Governments know this. Analyses of governments’ human rights practices show that as human rights abuses increase, so does censorship. Perhaps that is why Barack Obama has prosecuted more whistleblowers than all previous US presidents combined and why New Matilda finds itself repeatedly in court.
Thankfully, not all consumers of information are equally susceptible to the popular media’s atrocity-instigating force. Higher levels of personal qualities such as authoritarianism (punitive obedience to traditional authorities and the status quo), social dominance orientation (dog-eat-dog pursuit of social inequality), and right wing political ideology are all negatively related to support for human rights.
People higher in social dominance orientation are also especially likely to dehumanise refugees.
Given the psychological correlates of progressive ideology, most New Matilda readers, in contrast, are likely to be low on all of these traits. And low on system justification, dehumanistion, ingroup glorification and vulnerability to exaggerated threats.
Such atrocity-resistance appears to involve a recently identified psychological characteristic, a newcomer on the intergroup scene, which works against destructive intergroup processes. It is called ‘identification with all humanity’ or ‘psychological sense of global community’, and is positively related to support for human rights.
People high on this quality value ingroup and outgroup members equally, viewing themselves as part of a larger human group.
In the same way that destructive intergroup processes can be harnessed for violence, a sense of global community can be harnessed for good. In one study, simply asking Americans and Palestinian citizens of Israel to think about the shared human consequences of climate change led to reduced support for violence and increased support for peace.

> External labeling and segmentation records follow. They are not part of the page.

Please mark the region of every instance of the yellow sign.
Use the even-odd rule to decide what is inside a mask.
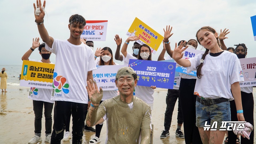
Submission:
[[[126,35],[129,37],[139,37],[140,38],[136,41],[141,45],[148,45],[151,48],[151,52],[154,54],[155,54],[163,39],[163,37],[137,17]]]
[[[51,89],[55,65],[23,61],[21,86]]]

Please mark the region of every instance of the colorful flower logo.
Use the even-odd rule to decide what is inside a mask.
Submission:
[[[30,87],[30,94],[32,94],[32,93],[36,95],[37,95],[37,94],[38,94],[38,93],[37,92],[37,91],[38,91],[38,89],[35,87]]]
[[[198,92],[197,92],[196,91],[194,92],[194,94],[197,95],[198,95],[198,96],[199,96],[199,93],[198,93]]]
[[[239,72],[239,74],[240,75],[243,75],[243,71],[241,71]]]
[[[53,87],[55,89],[55,92],[59,93],[61,91],[67,94],[69,92],[68,89],[69,87],[68,83],[66,83],[67,79],[63,76],[57,76],[58,74],[54,72],[53,73]]]

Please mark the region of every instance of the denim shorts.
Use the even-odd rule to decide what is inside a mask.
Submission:
[[[204,105],[197,101],[195,103],[196,125],[205,126],[205,122],[211,127],[213,122],[217,122],[217,129],[219,130],[222,121],[230,121],[231,115],[229,101],[210,105]]]

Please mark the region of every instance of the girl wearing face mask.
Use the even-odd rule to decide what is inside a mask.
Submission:
[[[237,46],[234,51],[234,53],[237,55],[238,58],[245,58],[247,54],[247,48],[243,43],[234,45]],[[251,124],[254,127],[253,119],[254,106],[253,96],[253,88],[252,86],[242,87],[241,89],[241,95],[243,111],[243,115],[247,122]],[[234,101],[230,101],[230,108],[231,111],[231,121],[237,121],[237,111],[235,104]],[[232,131],[229,131],[229,136],[227,141],[227,143],[240,143],[239,137],[235,135]],[[241,143],[253,144],[254,139],[254,131],[252,131],[250,135],[250,139],[241,137]]]
[[[98,50],[97,49],[95,54],[96,56],[100,56],[99,61],[98,61],[97,60],[95,60],[95,64],[96,66],[119,65],[113,61],[112,50],[108,47],[105,47],[102,49],[100,48]],[[100,104],[103,101],[112,98],[117,96],[117,90],[103,91],[103,96]],[[96,130],[95,137],[90,140],[89,143],[89,144],[97,143],[101,141],[99,137],[103,126],[103,123],[96,125],[95,126],[95,130]]]
[[[151,61],[151,51],[149,46],[146,44],[141,45],[139,49],[137,57],[133,56],[131,54],[127,52],[127,47],[131,41],[137,41],[139,39],[139,38],[137,37],[130,37],[126,40],[121,52],[123,55],[126,58],[124,62],[129,63],[130,59],[143,59]],[[150,106],[151,110],[153,109],[154,98],[153,94],[156,86],[151,86],[150,87],[140,86],[135,87],[135,91],[133,93],[134,96],[138,97]]]
[[[39,62],[53,64],[50,61],[50,57],[51,53],[47,51],[45,47],[45,43],[40,44],[39,38],[36,38],[35,41],[33,39],[32,47],[24,54],[21,59]],[[39,54],[42,59],[40,60],[32,59],[29,57],[35,49],[38,47]],[[29,141],[29,143],[35,143],[42,141],[41,137],[42,115],[43,107],[44,107],[44,115],[45,118],[45,141],[50,143],[52,132],[51,113],[53,106],[54,101],[51,100],[52,89],[31,87],[30,90],[37,90],[37,93],[30,92],[28,97],[33,100],[33,110],[35,114],[35,136]]]
[[[173,35],[171,33],[172,27],[169,27],[166,26],[164,32],[164,42],[167,53],[171,57],[173,57],[173,51],[171,49],[169,44],[169,38]],[[186,43],[186,41],[182,41],[178,44],[184,48],[186,45],[187,47],[196,49],[198,43],[194,39],[190,39]],[[196,96],[194,95],[194,90],[197,77],[185,74],[179,73],[181,81],[179,89],[179,97],[182,111],[184,129],[184,135],[186,143],[202,143],[200,137],[198,128],[195,125],[196,111],[195,102]],[[178,131],[176,131],[175,134],[179,135]]]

Identification with all humanity also appears to be a prime mover in getting bystanders to act. Until recently there was little understanding of the bystander attitude-behaviour gap. We didn’t know why some people remain platitudinous and passive in the face of atrocity while others take active, preventative steps.

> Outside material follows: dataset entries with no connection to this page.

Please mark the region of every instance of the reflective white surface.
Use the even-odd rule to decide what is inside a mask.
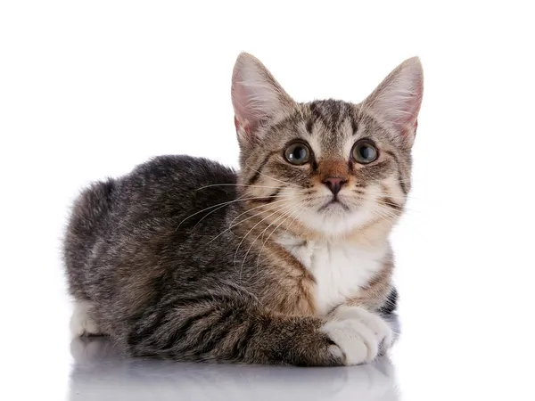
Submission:
[[[530,7],[0,2],[0,399],[534,400]],[[89,181],[158,154],[235,166],[229,85],[243,50],[298,101],[358,102],[422,58],[414,185],[392,236],[391,364],[192,365],[71,343],[59,257],[69,205]]]
[[[399,399],[387,358],[373,365],[292,368],[122,359],[104,339],[70,344],[70,400]]]

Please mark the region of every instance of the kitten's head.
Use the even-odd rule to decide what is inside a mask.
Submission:
[[[423,88],[415,57],[359,104],[298,103],[259,60],[240,54],[232,81],[240,195],[275,226],[327,238],[391,226],[410,189]]]

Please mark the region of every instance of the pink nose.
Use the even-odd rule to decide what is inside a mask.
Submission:
[[[322,183],[329,187],[333,195],[336,195],[342,189],[342,186],[347,183],[347,180],[339,176],[328,176]]]

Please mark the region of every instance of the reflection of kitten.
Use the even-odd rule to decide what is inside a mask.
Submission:
[[[360,104],[297,103],[241,54],[238,173],[159,157],[76,201],[64,244],[74,333],[188,361],[374,359],[392,342],[388,237],[422,92],[413,58]]]
[[[362,366],[286,366],[171,363],[121,358],[105,337],[74,339],[70,399],[348,400],[399,399],[386,356]]]

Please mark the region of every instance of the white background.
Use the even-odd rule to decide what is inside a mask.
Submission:
[[[359,102],[421,56],[414,191],[393,236],[399,399],[535,399],[529,3],[2,2],[0,391],[14,392],[0,397],[83,396],[68,396],[68,207],[159,154],[235,166],[244,50],[298,101]],[[358,391],[336,399],[397,399]]]

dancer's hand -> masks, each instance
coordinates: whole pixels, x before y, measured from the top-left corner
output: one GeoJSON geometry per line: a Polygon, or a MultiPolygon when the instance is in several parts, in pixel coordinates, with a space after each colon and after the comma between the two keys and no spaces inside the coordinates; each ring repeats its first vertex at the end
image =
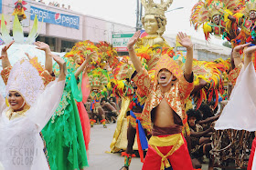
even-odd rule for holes
{"type": "Polygon", "coordinates": [[[43,42],[40,42],[40,41],[37,41],[37,42],[34,43],[34,45],[37,45],[36,48],[37,48],[39,50],[43,50],[46,53],[50,52],[49,45],[48,44],[46,44],[46,43],[43,43],[43,42]]]}
{"type": "Polygon", "coordinates": [[[106,69],[108,72],[112,72],[112,67],[111,67],[109,65],[107,66],[107,69],[106,69]]]}
{"type": "Polygon", "coordinates": [[[127,44],[127,48],[128,50],[133,50],[133,45],[135,45],[135,43],[138,41],[139,37],[141,35],[141,31],[137,31],[133,37],[129,40],[128,44],[127,44]]]}
{"type": "Polygon", "coordinates": [[[2,48],[1,55],[7,55],[7,50],[10,48],[10,46],[15,43],[15,40],[11,41],[8,45],[5,45],[2,48]]]}
{"type": "Polygon", "coordinates": [[[25,53],[25,55],[27,56],[28,60],[31,60],[33,57],[28,55],[28,53],[25,53]]]}
{"type": "Polygon", "coordinates": [[[177,34],[177,36],[179,38],[179,44],[186,47],[187,49],[192,49],[193,47],[193,44],[192,44],[192,41],[191,39],[189,38],[189,36],[187,35],[187,34],[185,33],[182,33],[182,32],[179,32],[177,34]]]}
{"type": "Polygon", "coordinates": [[[246,56],[251,56],[251,54],[255,51],[256,51],[256,45],[250,46],[250,47],[244,49],[243,53],[245,54],[246,56]]]}

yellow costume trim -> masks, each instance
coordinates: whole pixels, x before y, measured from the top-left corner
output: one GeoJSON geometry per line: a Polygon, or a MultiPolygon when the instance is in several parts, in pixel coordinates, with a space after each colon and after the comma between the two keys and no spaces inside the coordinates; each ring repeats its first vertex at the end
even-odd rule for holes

Identification with all humanity appears to bridge this gap by turning values into action. It predicts whether people with pro-human rights ideals will enact those ideals, for instance by donating money, signing petitions, marching or writing to their government officials on a range of human rights concerns.
Peace psychologist Eric Straub, who designed a widely implemented program of reconciliation in Rwanda, stresses the importance of precisely such bystander action in preventing the progressive escalation of collective violence.

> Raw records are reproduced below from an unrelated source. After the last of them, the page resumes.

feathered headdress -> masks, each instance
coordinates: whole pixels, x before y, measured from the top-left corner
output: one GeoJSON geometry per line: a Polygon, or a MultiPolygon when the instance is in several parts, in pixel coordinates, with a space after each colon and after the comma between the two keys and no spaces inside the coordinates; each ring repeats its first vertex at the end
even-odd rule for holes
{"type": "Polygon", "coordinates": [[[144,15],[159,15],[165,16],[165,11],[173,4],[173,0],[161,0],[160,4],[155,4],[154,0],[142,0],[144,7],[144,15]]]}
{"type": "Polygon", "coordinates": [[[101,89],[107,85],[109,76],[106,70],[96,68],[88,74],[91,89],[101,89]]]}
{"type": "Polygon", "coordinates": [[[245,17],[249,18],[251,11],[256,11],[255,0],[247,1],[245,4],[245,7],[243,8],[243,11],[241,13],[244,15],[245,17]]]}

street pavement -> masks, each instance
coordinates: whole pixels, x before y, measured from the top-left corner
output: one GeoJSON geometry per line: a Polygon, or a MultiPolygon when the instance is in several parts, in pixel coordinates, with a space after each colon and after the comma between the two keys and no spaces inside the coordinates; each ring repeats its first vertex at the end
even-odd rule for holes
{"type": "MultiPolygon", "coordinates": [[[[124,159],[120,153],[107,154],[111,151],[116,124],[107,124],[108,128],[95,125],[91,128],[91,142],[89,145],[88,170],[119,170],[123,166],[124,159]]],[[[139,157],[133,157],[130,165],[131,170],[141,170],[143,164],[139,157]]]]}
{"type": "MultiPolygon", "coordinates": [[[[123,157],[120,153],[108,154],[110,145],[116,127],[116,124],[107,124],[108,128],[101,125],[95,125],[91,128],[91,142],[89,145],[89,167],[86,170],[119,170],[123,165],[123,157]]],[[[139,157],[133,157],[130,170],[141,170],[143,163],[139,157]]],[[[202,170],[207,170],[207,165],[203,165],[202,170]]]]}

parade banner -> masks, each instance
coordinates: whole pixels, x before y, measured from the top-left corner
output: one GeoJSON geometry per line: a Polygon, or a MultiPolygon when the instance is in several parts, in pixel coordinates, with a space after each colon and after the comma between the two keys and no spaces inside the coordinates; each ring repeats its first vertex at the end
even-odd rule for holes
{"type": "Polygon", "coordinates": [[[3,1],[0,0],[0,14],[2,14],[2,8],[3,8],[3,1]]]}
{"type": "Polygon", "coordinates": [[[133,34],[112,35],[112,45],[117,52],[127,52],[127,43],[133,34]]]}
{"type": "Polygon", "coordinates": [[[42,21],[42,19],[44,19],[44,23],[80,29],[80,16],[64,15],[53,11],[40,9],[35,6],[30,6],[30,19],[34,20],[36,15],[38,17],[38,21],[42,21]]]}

He says, “bystanders are also complicit” and warns, “The passivity of witnesses, internal bystanders who are part of the population… affirms perpetrators and allows the unfolding of the evolution of violence”. He describes this evolution as “steps along a continuum of destruction”, adding that “part of the task of prevention is to generate earlier action by bystanders”.
The evolution of violence is often slow and insidious. It does, however, leave tell-tale signs.
A government accused of torture passing a bill that increases its powers to use force outside the rule of law is one. Another is the heightened secrecy provisions in a bill passed quickly and quietly last week. The bill grants new powers of surveillance to the Department of Immigration and Border Protection while removing protections and increasing penalties for whistleblowers.
Given the critical role of media in atrocity-instigation, of all the actions a bystander could take, funding independent media is probably the most powerful level at which to intervene.
Enabling an atrocity-mitigating narrative, to counter the atrocity-instigating one, has the greatest chance of defusing atrocity-generating conditions and mobilising bystanders to act.
Without it, human rights organisations are swimming against a very powerful psychological tide.
It might feel too easy – or too hard – to bother. But it may be those children’s only hope.